VICTOR, N.Y. -- Southeast of Rochester in the Ontario County town of Victor, a National Historic Landmark marks the place where the Seneca Nation of Indians thrived nearly 300 years ago.

The Ganondagan State Historic Site is at the intersection of State Route 444 and Boughton Hill Road. It's home to the Senecas, one of six nations comprising the Iroquois Confederacy.

Ganondagan attracts visitors from all over the world who stop to learn the history of the Seneca people.

"There was a huge village here.  There were about 150 of the Bark Longhouses that housed about 4,500 of my ancestors," said Ronnie Reitter, site interpreter. "It was a thriving metropolis in Native times and due to the fur trade, this village was attacked in 1687 by the Marquis de Denonville, who was coming after the beaver fur trade."
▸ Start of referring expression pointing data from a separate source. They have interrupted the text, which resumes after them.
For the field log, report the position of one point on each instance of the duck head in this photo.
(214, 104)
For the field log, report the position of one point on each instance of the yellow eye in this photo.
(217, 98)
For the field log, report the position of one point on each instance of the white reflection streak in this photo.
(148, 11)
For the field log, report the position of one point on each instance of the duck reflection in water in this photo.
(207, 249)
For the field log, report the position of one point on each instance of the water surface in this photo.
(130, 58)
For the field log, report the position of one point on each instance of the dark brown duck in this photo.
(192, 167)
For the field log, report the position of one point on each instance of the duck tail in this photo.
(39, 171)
The French wiped out the village and 1687 marked the end of Ganondagan. The Senecas relocated to an area near Geneva.  

In 1964, the Victor site was put on the National Register for Historic Places. Twenty years later, New York State purchased some of the land making Ganondagan a New York State Historic Site.  In 1987, the visitor center opened, allowing the the Senecas the opportunity to share their history with others.

"This is local history.  Our people have survived and it's important for people to know that we're here," Reitter said.
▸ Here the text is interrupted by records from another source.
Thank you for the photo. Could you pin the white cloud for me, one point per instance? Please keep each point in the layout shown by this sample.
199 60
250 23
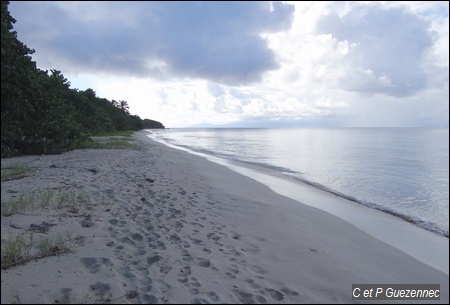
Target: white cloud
252 64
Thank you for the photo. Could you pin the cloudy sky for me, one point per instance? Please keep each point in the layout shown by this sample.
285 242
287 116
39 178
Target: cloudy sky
252 64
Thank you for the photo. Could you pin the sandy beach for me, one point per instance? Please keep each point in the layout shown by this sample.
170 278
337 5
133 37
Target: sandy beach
160 225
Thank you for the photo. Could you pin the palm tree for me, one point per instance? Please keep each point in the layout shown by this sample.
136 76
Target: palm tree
124 106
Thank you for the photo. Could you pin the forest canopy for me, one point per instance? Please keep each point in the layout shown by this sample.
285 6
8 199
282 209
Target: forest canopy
41 114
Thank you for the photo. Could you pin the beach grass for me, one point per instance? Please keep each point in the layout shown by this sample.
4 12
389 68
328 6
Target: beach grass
15 171
110 140
19 250
76 201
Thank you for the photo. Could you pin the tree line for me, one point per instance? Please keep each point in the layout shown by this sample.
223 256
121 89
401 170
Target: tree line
40 113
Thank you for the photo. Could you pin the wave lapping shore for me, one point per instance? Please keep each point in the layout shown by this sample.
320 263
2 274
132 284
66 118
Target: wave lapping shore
159 225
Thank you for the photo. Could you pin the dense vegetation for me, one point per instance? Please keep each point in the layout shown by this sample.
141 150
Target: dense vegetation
40 113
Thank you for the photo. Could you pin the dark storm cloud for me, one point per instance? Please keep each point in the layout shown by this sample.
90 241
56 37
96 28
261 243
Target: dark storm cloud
217 41
389 42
One of the ways the Senecas keep history alive is through the Iroquois White Corn Project.  Initiated three years ago, it's a non-profit agriculture business run by Friends of Ganondagan.  With corn being a primary food source for the early Seneca people, it's grown using heirloom seeds.  The corn is then harvested and processed by hand, the same way it was done hundreds of years ago.

This year, Ganondagan will open a brand-new Seneca Arts and Culture Center. It will replace the current Visitor Center, which has a capacity for 26 people.  The new facility, set to open July 25 to coincide with Ganondagan's Summer Festival, will be a 17,000 square foot state-of-the-art facility.

"We have a huge gallery that's going to have a longhouse model, it's going to have a town model, it's going to talk about the history, what daily life was like," Reitter said.

Ganondagan is open to visitors May 1 through the end of October.  The new Seneca Arts and Culture center will make it a year-round attraction.